Samarinda, natmed.id — Wakil Ketua DPRD Kalimantan Timur (Kaltim), Ananda Emira Moeis, menegaskan pentingnya sikap terbuka pemerintah terhadap kritik publik yang disampaikan, termasuk melalui media sosial. Ia meminta agar fenomena buzzer—akun-akun anonim yang menyerang balik pengkritik kebijakan—tidak dijadikan alat untuk membungkam aspirasi warga.
Pernyataan itu disampaikan Ananda usai mengikuti Rapat Paripurna ke-17 DPRD Kaltim, Rabu, 11 Juni 2025, di Samarinda. Saat ditemui usai rapat, ia menanggapi pertanyaan wartawan mengenai fenomena meningkatnya serangan balik dari buzzer terhadap warga yang menyuarakan kritik terhadap kebijakan pemerintah.
“Netizen itu masyarakat juga. Kritik mereka harusnya dijadikan saran untuk membangun, bukan justru diserang dengan buzzer,” kata Ananda.
Ia menekankan bahwa dalam demokrasi, kritik adalah bagian dari mekanisme koreksi yang sah.
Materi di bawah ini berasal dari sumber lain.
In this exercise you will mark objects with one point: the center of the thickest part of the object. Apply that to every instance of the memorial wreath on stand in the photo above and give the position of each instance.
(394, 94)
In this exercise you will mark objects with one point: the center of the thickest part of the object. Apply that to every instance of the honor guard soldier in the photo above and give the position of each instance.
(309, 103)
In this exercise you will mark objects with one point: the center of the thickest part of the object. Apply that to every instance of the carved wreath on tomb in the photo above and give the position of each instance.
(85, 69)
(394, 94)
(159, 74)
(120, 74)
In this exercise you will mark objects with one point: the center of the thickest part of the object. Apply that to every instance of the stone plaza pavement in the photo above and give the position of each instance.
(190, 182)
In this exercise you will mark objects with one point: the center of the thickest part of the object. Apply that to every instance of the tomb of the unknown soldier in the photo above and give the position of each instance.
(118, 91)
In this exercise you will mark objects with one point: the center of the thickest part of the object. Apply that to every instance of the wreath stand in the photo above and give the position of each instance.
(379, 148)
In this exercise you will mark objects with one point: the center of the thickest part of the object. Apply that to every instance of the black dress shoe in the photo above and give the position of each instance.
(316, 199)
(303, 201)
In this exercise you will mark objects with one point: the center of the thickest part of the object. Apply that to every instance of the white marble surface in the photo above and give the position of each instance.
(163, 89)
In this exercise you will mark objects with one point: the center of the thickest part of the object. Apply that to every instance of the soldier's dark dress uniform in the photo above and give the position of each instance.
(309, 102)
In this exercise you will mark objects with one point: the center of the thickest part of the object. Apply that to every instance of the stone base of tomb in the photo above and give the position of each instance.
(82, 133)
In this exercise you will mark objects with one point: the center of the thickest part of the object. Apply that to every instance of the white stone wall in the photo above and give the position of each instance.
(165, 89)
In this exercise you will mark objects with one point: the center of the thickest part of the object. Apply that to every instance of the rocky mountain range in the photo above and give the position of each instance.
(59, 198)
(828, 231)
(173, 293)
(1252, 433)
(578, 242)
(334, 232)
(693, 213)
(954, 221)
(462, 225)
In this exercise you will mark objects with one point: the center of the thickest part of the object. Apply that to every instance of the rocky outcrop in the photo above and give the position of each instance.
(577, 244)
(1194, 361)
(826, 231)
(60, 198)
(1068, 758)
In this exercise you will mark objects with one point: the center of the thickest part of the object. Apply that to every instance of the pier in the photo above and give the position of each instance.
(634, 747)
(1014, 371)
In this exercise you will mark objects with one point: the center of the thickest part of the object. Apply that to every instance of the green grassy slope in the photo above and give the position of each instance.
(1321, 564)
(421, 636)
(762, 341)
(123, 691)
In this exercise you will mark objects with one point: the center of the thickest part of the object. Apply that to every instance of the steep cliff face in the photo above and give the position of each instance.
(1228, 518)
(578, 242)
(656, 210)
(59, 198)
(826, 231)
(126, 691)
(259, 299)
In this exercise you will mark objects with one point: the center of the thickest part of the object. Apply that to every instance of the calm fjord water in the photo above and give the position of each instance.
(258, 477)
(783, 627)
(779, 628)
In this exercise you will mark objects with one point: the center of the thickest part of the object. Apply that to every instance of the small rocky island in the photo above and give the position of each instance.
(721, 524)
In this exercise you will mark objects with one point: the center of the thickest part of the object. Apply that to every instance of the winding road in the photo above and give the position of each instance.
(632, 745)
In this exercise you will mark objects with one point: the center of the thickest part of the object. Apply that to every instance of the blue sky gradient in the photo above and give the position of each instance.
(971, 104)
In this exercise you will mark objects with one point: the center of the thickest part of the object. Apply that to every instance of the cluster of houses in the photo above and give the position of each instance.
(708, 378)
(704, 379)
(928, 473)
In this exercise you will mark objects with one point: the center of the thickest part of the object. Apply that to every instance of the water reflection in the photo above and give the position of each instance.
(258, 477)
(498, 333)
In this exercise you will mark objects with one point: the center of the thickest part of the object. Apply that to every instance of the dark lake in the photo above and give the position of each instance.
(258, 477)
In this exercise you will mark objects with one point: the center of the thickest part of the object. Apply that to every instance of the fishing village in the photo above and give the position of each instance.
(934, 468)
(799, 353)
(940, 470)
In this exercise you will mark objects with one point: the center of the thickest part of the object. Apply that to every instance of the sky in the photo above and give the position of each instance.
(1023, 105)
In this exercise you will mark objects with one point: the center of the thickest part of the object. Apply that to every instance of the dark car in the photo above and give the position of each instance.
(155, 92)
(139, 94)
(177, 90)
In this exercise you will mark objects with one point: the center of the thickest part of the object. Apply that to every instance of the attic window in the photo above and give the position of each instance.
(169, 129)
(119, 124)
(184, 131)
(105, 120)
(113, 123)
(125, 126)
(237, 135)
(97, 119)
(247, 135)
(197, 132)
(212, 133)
Menurutnya, pemerintah semestinya menjadikan kritik sebagai alat evaluasi kinerja, bukan alasan untuk merespons dengan defensif.
Ananda juga membedakan antara kritik organik dari masyarakat dengan operasi buzzer yang terkoordinasi. Ia mengaku tidak mempermasalahkan apabila kritik datang dari masyarakat secara natural, karena itu adalah bentuk partisipasi warga negara.
“Selama buzzernya itu organik, artinya memang masyarakat yang memberi kritik atau saran, itu wajar dan harus diterima. Tapi kalau yang katanya buzzer itu dibuat-buat, itu malah merusak komunikasi publik,” ujarnya.
Ia juga menambahkan bahwa iklim komunikasi yang sehat dan terbuka justru akan memperkuat legitimasi kebijakan pemerintah. Jika kritik dibungkam atau diserang balik, kepercayaan masyarakat terhadap institusi pemerintahan akan terkikis.
Komentar ini muncul di luar agenda formal rapat paripurna, yang saat itu membahas Laporan Keterangan Pertanggungjawaban (LKPJ) Gubernur dan evaluasi pelaksanaan RPJMD. Namun, Ananda menilai bahwa persepsi publik, termasuk yang disuarakan di ruang digital, merupakan indikator penting dalam mengukur dampak kebijakan di lapangan.
“Kalau semua yang mengkritik dianggap oposisi, dianggap mengganggu, lalu diserang pakai akun-akun bayaran, ya bagaimana rakyat mau percaya? Pemerintah harus terima kritik kalau memang mau membaik,” ujarnya.
Ia juga mengingatkan bahwa menjelang Pilkada dan proses transisi menuju era baru di Kalimantan Timur sebagai provinsi penyangga Ibu Kota Nusantara (IKN), keterbukaan dan komunikasi publik yang jujur sangat penting. Pemerintah dan elite politik harus mampu menunjukkan kedewasaan dalam menyikapi dinamika opini warga.
“Apalagi sekarang ini eranya media sosial. Kalau ruang publik digital dikuasai buzzer yang narasinya diatur-atur, masyarakat makin apatis. Kita tidak bisa bangun kepercayaan dengan cara menekan aspirasi,” tambahnya.
Sebagai legislator dari Fraksi PDI Perjuangan, Ananda menegaskan bahwa keberhasilan pembangunan tak hanya diukur dari angka dan proyek, tetapi juga dari sejauh mana pemerintah bisa mendengar dan merespons kebutuhan serta kritik rakyat.
“Kritik itu bukan musuh. Itu justru tanda bahwa masyarakat masih peduli,” pungkasnya.